PGI User Forum
 SearchSearch   MemberlistMemberlist     RegisterRegister   ProfileProfile    Log inLog in 

CUDA-x86.

Run-time error for multi-gpu programming with openmp (pgfort
Goto page 1, 2, 3  Next
 
Post new topic   Reply to topic    PGI User Forum Forum Index -> Programming and Compiling
View previous topic :: View next topic  
Author Message
Praveen B K



Joined: 04 Jan 2012
Posts: 6

PostPosted: Wed May 15, 2013 7:27 am    Post subject: Run-time error for multi-gpu programming with openmp (pgfort Reply with quote

Hi All,
We are using pgfortran compiler version 12.9(64 bit) on windows system.

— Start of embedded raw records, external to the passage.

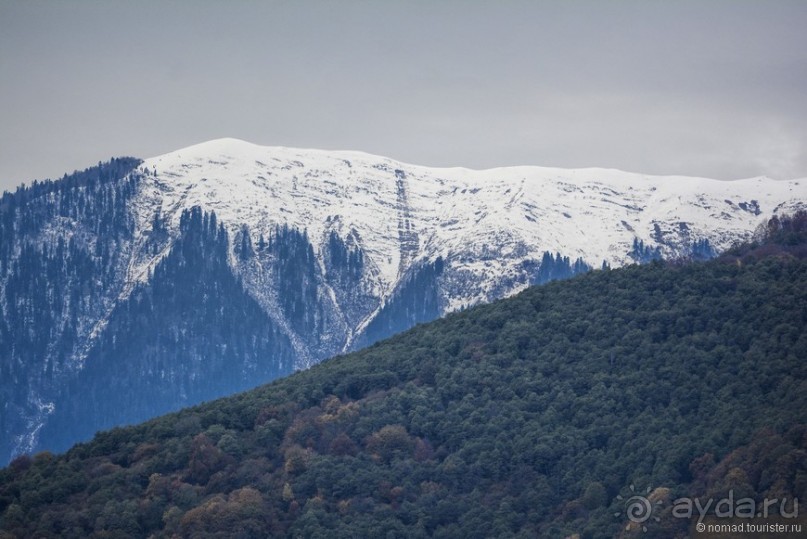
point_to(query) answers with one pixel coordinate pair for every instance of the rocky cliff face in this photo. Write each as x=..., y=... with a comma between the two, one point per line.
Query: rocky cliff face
x=135, y=288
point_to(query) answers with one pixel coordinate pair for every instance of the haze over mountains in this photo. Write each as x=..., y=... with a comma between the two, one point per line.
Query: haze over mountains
x=138, y=287
x=587, y=408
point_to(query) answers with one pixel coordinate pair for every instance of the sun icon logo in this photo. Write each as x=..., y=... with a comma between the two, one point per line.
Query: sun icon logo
x=638, y=508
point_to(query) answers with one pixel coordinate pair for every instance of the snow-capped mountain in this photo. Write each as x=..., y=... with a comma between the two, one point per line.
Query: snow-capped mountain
x=139, y=287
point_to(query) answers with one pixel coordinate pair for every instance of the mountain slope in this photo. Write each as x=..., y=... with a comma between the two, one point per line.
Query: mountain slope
x=523, y=418
x=335, y=249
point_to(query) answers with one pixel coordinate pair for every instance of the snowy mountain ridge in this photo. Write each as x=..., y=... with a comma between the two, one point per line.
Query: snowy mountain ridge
x=138, y=287
x=484, y=223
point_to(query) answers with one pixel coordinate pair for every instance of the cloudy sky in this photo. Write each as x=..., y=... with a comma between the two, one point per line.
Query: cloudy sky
x=713, y=88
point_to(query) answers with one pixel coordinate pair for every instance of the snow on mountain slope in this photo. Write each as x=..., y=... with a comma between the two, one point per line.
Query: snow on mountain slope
x=338, y=249
x=485, y=224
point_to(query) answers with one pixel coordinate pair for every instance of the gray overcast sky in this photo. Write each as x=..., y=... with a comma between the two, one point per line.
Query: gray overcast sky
x=710, y=88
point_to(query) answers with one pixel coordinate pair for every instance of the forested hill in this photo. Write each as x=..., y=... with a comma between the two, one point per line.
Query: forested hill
x=526, y=417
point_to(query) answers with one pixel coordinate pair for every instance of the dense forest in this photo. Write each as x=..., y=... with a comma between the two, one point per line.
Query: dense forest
x=526, y=417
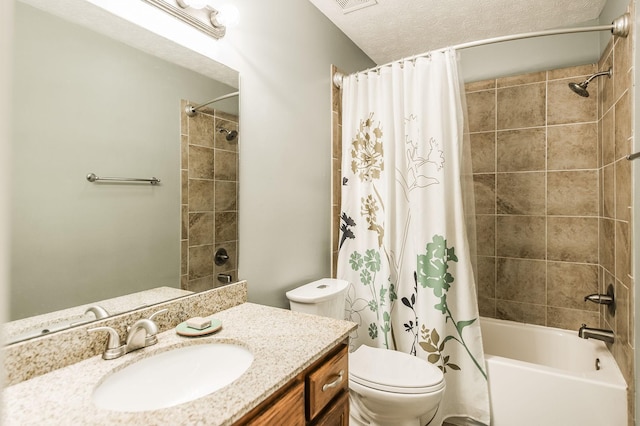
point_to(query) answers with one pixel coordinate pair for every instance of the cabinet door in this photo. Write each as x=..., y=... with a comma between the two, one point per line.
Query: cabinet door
x=337, y=413
x=327, y=381
x=287, y=410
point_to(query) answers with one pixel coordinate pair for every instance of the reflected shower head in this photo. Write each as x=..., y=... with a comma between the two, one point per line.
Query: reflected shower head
x=231, y=134
x=581, y=88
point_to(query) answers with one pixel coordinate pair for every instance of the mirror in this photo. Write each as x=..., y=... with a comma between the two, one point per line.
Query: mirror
x=86, y=103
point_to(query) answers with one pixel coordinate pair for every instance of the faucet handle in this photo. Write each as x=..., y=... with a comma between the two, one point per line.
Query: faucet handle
x=155, y=314
x=113, y=349
x=98, y=311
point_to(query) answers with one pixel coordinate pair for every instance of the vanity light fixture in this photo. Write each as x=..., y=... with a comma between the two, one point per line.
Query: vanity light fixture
x=189, y=11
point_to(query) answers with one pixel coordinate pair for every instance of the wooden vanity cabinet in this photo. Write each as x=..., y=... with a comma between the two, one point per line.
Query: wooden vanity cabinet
x=319, y=396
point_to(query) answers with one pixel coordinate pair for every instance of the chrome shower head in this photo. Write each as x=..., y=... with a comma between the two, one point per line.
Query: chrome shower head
x=581, y=88
x=231, y=134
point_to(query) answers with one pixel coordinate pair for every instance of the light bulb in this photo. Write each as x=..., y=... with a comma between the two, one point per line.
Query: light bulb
x=228, y=15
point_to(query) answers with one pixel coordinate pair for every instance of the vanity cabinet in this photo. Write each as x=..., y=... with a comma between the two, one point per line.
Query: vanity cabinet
x=317, y=396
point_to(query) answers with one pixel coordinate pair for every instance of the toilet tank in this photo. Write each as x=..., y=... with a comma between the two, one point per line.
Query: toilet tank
x=324, y=297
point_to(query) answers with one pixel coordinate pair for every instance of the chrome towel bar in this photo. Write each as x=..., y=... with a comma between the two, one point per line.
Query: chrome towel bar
x=91, y=177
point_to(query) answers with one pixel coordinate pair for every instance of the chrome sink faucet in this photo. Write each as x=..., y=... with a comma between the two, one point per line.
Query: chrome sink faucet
x=596, y=333
x=143, y=333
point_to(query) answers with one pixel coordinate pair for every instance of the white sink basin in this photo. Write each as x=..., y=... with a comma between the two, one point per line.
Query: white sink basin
x=172, y=377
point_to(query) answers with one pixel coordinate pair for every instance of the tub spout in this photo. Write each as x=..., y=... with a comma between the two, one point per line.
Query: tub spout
x=596, y=333
x=601, y=299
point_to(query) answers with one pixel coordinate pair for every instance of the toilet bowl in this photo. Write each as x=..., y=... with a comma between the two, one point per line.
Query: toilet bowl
x=386, y=387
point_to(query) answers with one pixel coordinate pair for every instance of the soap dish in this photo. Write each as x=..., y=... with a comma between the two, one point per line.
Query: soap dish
x=183, y=330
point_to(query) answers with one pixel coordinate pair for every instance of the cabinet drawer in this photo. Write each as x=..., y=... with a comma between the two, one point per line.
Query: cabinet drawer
x=287, y=409
x=327, y=381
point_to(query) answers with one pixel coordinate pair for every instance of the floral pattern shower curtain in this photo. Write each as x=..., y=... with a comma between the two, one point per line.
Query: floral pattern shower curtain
x=403, y=241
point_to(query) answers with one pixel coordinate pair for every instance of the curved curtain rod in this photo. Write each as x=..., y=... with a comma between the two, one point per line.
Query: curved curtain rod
x=619, y=27
x=191, y=110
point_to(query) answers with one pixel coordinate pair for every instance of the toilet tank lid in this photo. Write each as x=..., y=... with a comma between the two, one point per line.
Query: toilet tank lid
x=317, y=291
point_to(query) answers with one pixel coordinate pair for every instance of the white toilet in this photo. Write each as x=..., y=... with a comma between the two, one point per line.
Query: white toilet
x=386, y=387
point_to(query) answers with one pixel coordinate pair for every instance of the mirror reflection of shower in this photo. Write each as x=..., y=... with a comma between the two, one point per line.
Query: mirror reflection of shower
x=581, y=88
x=230, y=134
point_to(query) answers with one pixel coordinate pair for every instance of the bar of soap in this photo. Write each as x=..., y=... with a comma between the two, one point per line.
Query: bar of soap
x=198, y=323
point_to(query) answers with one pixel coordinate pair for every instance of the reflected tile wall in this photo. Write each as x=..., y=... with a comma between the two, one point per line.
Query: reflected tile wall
x=553, y=198
x=209, y=173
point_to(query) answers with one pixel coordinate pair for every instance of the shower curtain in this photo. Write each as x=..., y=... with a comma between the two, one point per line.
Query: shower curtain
x=403, y=242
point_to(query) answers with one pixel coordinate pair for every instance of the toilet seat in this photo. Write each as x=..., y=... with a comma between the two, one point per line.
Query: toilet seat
x=393, y=371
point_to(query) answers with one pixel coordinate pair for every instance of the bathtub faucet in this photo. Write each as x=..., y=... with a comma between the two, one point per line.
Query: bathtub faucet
x=595, y=333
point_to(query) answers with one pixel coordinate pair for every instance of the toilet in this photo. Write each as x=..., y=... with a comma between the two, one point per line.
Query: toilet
x=386, y=387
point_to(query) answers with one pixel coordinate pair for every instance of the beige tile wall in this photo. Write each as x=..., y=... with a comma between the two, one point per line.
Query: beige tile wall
x=209, y=174
x=553, y=198
x=534, y=151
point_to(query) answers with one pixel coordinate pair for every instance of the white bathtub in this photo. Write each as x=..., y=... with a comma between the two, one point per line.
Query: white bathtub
x=543, y=376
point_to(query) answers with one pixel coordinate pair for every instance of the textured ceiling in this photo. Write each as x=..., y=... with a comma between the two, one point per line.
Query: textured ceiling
x=394, y=29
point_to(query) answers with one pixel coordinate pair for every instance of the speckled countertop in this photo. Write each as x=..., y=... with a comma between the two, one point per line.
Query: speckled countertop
x=283, y=343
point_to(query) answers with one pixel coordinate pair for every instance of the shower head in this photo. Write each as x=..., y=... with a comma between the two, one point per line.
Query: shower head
x=581, y=88
x=231, y=134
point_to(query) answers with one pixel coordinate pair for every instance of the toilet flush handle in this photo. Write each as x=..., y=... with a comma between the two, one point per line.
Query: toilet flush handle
x=335, y=383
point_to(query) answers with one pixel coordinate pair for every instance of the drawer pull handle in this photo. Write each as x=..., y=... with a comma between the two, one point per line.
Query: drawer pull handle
x=335, y=383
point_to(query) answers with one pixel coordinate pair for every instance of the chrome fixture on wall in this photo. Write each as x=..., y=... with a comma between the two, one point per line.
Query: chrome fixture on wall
x=188, y=12
x=191, y=110
x=221, y=257
x=230, y=134
x=604, y=299
x=581, y=88
x=596, y=333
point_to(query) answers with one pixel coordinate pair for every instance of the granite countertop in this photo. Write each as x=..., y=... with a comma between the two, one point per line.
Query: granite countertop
x=283, y=343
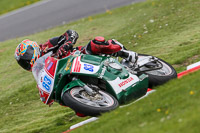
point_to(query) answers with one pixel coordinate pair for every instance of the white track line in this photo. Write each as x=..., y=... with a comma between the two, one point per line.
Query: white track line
x=24, y=8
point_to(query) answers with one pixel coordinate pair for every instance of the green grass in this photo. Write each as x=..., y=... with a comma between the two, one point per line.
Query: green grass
x=9, y=5
x=168, y=29
x=173, y=108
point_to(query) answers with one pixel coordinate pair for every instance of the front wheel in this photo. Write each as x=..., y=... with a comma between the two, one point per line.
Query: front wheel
x=80, y=101
x=159, y=76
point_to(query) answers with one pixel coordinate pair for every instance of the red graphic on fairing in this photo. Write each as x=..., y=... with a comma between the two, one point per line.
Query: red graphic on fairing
x=50, y=65
x=47, y=78
x=125, y=82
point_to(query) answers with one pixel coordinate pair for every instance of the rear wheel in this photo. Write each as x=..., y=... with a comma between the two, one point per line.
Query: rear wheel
x=80, y=101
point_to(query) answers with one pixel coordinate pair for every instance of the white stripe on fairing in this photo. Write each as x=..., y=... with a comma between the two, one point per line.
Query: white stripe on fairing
x=24, y=8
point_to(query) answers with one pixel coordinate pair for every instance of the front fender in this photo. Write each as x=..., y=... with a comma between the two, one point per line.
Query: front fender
x=72, y=84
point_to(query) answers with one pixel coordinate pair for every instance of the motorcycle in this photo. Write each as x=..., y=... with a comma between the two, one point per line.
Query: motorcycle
x=91, y=84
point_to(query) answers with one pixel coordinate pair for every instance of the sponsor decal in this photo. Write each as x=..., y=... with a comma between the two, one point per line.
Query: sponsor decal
x=89, y=67
x=125, y=82
x=102, y=72
x=49, y=66
x=68, y=65
x=47, y=83
x=77, y=65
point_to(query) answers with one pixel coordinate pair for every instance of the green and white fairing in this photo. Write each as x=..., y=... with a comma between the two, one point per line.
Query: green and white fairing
x=118, y=81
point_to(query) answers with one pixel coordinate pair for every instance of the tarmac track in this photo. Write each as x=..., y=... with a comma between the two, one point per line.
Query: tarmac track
x=49, y=13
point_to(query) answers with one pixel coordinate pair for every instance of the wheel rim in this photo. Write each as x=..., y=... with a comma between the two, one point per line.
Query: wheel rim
x=164, y=71
x=99, y=100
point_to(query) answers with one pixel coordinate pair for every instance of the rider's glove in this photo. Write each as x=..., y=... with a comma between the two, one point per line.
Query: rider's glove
x=130, y=56
x=64, y=49
x=71, y=36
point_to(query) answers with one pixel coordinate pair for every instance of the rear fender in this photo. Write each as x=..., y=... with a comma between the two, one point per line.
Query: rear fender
x=72, y=84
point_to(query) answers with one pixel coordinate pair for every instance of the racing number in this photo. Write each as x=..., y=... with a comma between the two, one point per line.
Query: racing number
x=46, y=83
x=88, y=67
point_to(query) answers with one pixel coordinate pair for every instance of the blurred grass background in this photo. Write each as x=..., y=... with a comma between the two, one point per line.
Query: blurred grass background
x=168, y=29
x=10, y=5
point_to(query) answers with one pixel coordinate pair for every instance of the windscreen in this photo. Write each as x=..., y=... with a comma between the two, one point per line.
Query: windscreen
x=39, y=66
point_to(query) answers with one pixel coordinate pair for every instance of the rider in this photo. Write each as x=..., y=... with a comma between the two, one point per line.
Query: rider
x=28, y=51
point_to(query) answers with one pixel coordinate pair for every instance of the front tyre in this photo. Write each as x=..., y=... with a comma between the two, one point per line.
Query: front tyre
x=79, y=100
x=160, y=76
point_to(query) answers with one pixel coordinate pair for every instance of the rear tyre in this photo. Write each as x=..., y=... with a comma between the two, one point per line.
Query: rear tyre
x=79, y=100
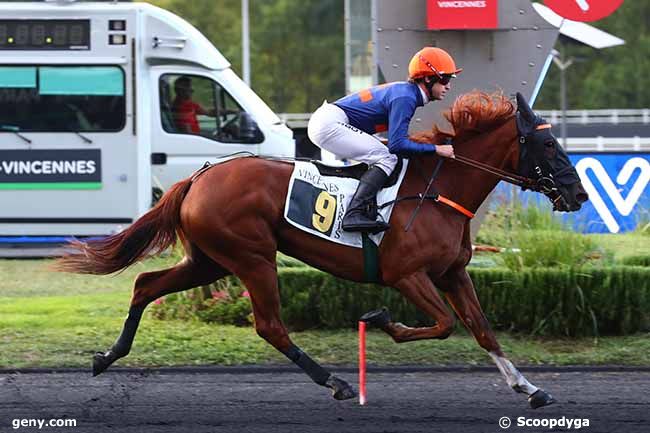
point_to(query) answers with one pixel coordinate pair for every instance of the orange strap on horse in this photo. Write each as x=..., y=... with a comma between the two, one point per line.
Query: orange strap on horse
x=453, y=204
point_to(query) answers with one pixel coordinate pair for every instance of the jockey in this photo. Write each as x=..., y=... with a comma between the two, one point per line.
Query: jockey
x=345, y=128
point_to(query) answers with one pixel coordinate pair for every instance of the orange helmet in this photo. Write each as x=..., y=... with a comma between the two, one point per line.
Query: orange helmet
x=432, y=61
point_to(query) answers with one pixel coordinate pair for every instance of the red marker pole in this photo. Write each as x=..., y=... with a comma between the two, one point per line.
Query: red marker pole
x=362, y=363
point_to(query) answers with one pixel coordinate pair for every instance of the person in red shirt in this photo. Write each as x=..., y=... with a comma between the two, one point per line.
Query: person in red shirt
x=185, y=109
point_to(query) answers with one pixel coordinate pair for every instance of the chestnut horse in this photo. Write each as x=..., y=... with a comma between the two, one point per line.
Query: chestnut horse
x=230, y=221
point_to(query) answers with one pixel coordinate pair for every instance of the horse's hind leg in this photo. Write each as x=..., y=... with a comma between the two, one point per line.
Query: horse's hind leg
x=260, y=277
x=459, y=291
x=419, y=290
x=150, y=286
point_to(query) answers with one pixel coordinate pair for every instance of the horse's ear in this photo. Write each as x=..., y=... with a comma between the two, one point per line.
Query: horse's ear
x=525, y=116
x=524, y=108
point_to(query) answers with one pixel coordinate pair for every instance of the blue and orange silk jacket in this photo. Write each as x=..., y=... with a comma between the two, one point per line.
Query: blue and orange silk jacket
x=388, y=107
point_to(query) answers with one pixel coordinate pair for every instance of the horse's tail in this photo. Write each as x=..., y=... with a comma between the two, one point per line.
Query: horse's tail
x=151, y=234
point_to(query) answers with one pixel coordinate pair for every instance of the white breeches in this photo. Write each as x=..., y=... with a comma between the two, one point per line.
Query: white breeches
x=329, y=129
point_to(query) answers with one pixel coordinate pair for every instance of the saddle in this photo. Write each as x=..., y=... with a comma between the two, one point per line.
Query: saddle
x=355, y=171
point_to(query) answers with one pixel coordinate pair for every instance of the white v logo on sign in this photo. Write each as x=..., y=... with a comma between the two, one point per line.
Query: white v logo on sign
x=623, y=205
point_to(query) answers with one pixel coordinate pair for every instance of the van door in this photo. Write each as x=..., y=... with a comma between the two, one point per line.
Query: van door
x=197, y=121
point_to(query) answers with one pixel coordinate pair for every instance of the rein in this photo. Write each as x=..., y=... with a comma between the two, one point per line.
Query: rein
x=515, y=179
x=539, y=184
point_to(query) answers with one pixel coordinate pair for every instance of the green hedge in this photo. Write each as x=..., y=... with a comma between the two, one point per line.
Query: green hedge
x=637, y=260
x=571, y=302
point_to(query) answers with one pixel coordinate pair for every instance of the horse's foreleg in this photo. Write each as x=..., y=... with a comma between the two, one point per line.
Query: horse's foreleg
x=148, y=287
x=460, y=293
x=261, y=280
x=419, y=290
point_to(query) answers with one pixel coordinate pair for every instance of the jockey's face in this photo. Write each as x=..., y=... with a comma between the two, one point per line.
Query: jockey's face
x=439, y=90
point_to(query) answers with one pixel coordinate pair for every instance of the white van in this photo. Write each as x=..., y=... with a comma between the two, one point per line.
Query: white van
x=102, y=103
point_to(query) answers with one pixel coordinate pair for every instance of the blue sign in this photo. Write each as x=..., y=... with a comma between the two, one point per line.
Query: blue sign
x=617, y=184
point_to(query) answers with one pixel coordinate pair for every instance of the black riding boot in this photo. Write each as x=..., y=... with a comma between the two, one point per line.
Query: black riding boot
x=361, y=215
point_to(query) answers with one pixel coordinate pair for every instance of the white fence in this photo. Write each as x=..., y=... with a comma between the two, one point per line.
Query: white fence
x=590, y=117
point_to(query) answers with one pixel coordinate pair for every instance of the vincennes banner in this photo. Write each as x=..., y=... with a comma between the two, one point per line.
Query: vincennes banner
x=462, y=14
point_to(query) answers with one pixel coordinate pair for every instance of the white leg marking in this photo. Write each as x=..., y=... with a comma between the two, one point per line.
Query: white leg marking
x=514, y=378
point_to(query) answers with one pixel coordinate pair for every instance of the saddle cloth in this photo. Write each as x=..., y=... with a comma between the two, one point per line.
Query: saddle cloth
x=316, y=203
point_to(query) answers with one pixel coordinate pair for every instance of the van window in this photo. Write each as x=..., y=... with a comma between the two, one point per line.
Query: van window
x=191, y=104
x=62, y=98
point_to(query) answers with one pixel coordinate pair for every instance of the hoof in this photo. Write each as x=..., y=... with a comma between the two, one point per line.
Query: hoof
x=540, y=398
x=101, y=361
x=378, y=318
x=341, y=390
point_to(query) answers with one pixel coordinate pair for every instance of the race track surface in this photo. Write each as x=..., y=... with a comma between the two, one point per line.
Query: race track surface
x=284, y=400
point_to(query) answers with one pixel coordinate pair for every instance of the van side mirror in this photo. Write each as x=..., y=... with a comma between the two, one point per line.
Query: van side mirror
x=249, y=131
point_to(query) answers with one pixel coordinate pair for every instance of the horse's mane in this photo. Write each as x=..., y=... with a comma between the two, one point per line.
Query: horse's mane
x=471, y=114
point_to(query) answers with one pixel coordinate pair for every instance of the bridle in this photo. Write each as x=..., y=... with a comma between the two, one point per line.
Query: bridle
x=540, y=183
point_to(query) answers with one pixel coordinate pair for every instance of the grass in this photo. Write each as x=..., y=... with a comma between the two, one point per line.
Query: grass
x=60, y=320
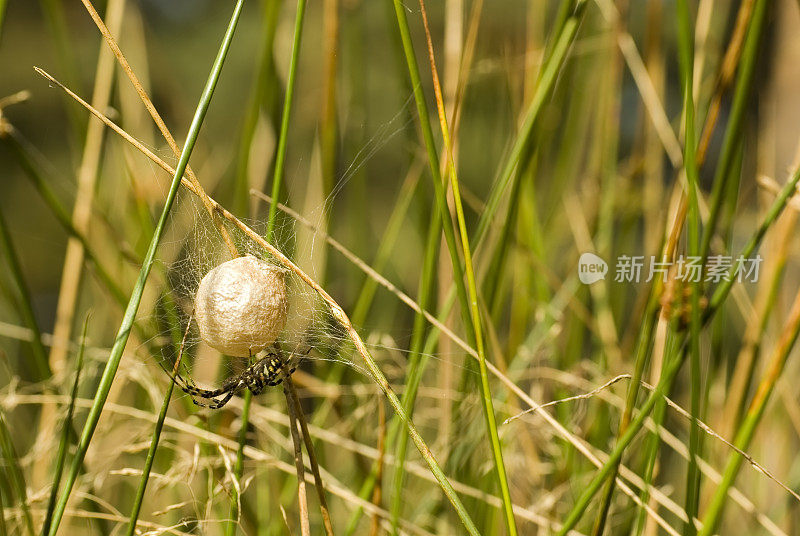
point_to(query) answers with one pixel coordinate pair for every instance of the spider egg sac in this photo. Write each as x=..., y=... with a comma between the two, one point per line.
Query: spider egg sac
x=241, y=306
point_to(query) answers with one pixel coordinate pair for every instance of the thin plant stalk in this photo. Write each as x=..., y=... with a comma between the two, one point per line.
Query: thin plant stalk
x=3, y=529
x=302, y=501
x=3, y=5
x=280, y=156
x=66, y=431
x=162, y=127
x=88, y=172
x=754, y=414
x=742, y=85
x=686, y=54
x=41, y=367
x=277, y=181
x=488, y=406
x=14, y=474
x=151, y=451
x=264, y=77
x=671, y=369
x=433, y=164
x=133, y=305
x=336, y=311
x=312, y=457
x=739, y=108
x=26, y=160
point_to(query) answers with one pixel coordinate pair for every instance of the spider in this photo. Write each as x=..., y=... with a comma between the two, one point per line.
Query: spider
x=270, y=370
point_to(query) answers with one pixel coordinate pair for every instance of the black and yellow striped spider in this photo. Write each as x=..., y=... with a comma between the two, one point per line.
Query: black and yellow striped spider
x=268, y=371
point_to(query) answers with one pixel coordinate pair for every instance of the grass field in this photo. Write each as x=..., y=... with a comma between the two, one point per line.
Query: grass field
x=540, y=262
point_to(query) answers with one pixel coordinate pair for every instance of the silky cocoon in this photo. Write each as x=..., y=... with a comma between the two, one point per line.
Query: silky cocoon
x=241, y=306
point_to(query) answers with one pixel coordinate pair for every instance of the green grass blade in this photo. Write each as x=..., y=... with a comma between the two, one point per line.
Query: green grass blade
x=265, y=79
x=66, y=432
x=739, y=107
x=33, y=171
x=3, y=5
x=416, y=364
x=148, y=463
x=3, y=529
x=544, y=89
x=686, y=55
x=280, y=156
x=472, y=288
x=136, y=296
x=16, y=477
x=672, y=369
x=433, y=164
x=41, y=364
x=277, y=181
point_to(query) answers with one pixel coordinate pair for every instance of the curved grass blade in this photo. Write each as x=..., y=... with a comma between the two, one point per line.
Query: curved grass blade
x=14, y=473
x=42, y=368
x=133, y=305
x=277, y=181
x=66, y=432
x=671, y=370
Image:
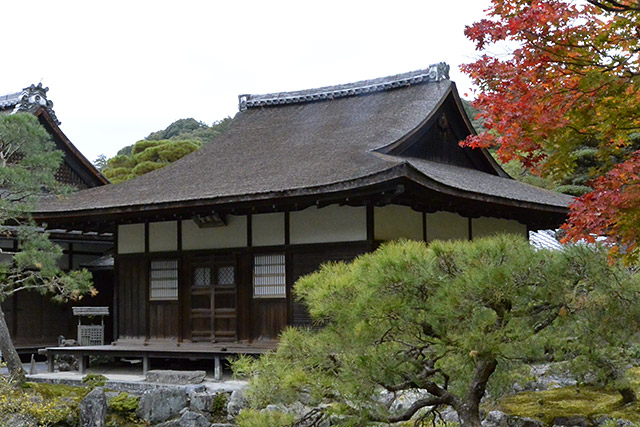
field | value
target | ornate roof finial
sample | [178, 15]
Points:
[34, 97]
[434, 73]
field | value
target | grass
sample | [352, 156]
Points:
[590, 402]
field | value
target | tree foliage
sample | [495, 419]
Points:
[161, 148]
[452, 318]
[147, 156]
[569, 92]
[29, 162]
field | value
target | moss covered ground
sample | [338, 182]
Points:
[591, 402]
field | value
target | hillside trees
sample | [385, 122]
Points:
[569, 91]
[161, 148]
[455, 319]
[29, 161]
[146, 156]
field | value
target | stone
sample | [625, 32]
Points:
[237, 402]
[524, 422]
[93, 409]
[161, 404]
[572, 421]
[202, 402]
[20, 420]
[188, 419]
[496, 419]
[619, 422]
[449, 415]
[175, 377]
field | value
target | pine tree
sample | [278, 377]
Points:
[29, 161]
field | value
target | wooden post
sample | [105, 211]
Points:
[83, 363]
[145, 363]
[217, 371]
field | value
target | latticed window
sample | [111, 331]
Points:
[226, 276]
[269, 277]
[164, 280]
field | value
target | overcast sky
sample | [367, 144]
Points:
[119, 70]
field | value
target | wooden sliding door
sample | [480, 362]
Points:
[213, 313]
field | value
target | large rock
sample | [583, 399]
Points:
[93, 409]
[161, 404]
[524, 422]
[20, 420]
[175, 377]
[188, 419]
[236, 403]
[619, 422]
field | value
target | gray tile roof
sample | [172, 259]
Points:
[435, 73]
[9, 101]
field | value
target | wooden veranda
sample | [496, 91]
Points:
[161, 350]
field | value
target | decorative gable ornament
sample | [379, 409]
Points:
[34, 97]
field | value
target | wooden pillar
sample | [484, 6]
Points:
[217, 368]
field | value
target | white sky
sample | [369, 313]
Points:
[119, 70]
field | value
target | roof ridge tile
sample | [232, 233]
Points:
[434, 73]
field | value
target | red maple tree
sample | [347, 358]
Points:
[570, 76]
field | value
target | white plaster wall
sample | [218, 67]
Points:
[267, 229]
[233, 235]
[395, 222]
[484, 226]
[130, 238]
[447, 226]
[163, 236]
[329, 224]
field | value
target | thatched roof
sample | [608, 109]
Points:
[77, 170]
[305, 144]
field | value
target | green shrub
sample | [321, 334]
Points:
[219, 405]
[125, 405]
[253, 418]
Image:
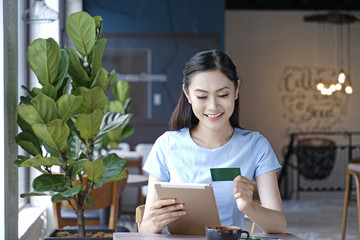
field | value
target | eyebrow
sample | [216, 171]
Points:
[219, 90]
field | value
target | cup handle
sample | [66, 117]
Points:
[247, 235]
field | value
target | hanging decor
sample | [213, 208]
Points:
[39, 12]
[334, 49]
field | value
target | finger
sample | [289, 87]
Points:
[164, 202]
[241, 179]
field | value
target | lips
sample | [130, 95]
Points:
[214, 116]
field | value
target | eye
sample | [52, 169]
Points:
[201, 97]
[224, 95]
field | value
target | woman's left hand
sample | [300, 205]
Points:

We are spawning 4 openmp threads and each openmp thread is supposed to run on its respective GPU. We are calling this omp parallel region over NSTEPS steps.

With larger NSTEPS value (NSTEPS =100000) the probability of program failing at run-time increases.

With smaller NSTEPS value (NSTEPS =100) the probability of program failing at run-time decreases and most of the times it successfully finishes execution.

The compiled exe keeps on giving different run-time errors as follows
0: DEV_MKDESC: copyin Memcpy FAILED:11(invalid argument)
0: DEV_MKDESC: allocate FAILED:30(unknown error)
0: DEV_MKDESC: allocate FAILED:30(unknown error)
0: ALLOCATE: 4000 bytes requested; status = 30(unknown error)
0: DEV_MKDESC: copyin Memcpy FAILED:11(invalid argument)

PFA the code,
We used following script for compile and execute.
set OMP_NUM_THREADS=4
pgfortran -Mcuda -mp test.CUF
test.exe

Thanks and regards,
Praveen

Code:


!!!!!!!!!!!!!!!!!!!!!!!!!!!!!!!!!!!!!!!!!!!!!!!!!!!!!!!!!!!!!!11
!!!!!!!!!!!!!!!!!!!!!!!!!!!!!!!!!!!!!!!!!!!!!!!!!!!!!!!!!!!!!!11  KERNEL
!!!!!!!!!!!!!!!!!!!!!!!!!!!!!!!!!!!!!!!!!!!!!!!!!!!!!!!!!!!!!!11

module m_Kernels
use cudafor
   real, device, allocatable :: VAR_1_D(:)
       
contains

ATTRIBUTES(GLOBAL) SUBROUTINE ProcessArray_Kernel_1(VAR_1_D)
        real , device :: VAR_1_D(:)
       
END SUBROUTINE ProcessArray_Kernel_1

end module m_Kernels

!!!!!!!!!!!!!!!!!!!!!!!!!!!!!!!!!!!!!!!!!!!!!!!!!!!!!!!!!!!!!!11
!!!!!!!!!!!!!!!!!!!!!!!!!!!!!!!!!!!!!!!!!!!!!!!!!!!!!!!!!!!!!!11  main
!!!!!!!!!!!!!!!!!!!!!!!!!!!!!!!!!!!!!!!!!!!!!!!!!!!!!!!!!!!!!!11

program main
        use omp_lib
        use cudafor
        use m_Kernels
       
        integer :: threadsPerBlock, numOfThreads,numOfBlocks, ierr, array_size, num_of_omp_threads, NSTEPS, omp_thread_id
       
       
        real , allocatable :: VAR_1(:)
        !$OMP THREADPRIVATE(VAR_1)
       
        ! openmp shared VAR_1iables
        num_of_omp_threads = 4
        NSTEPS = 100000
        array_size=1000
       
       
        ! setting number of threads
        CALL omp_set_num_threads(num_of_omp_threads)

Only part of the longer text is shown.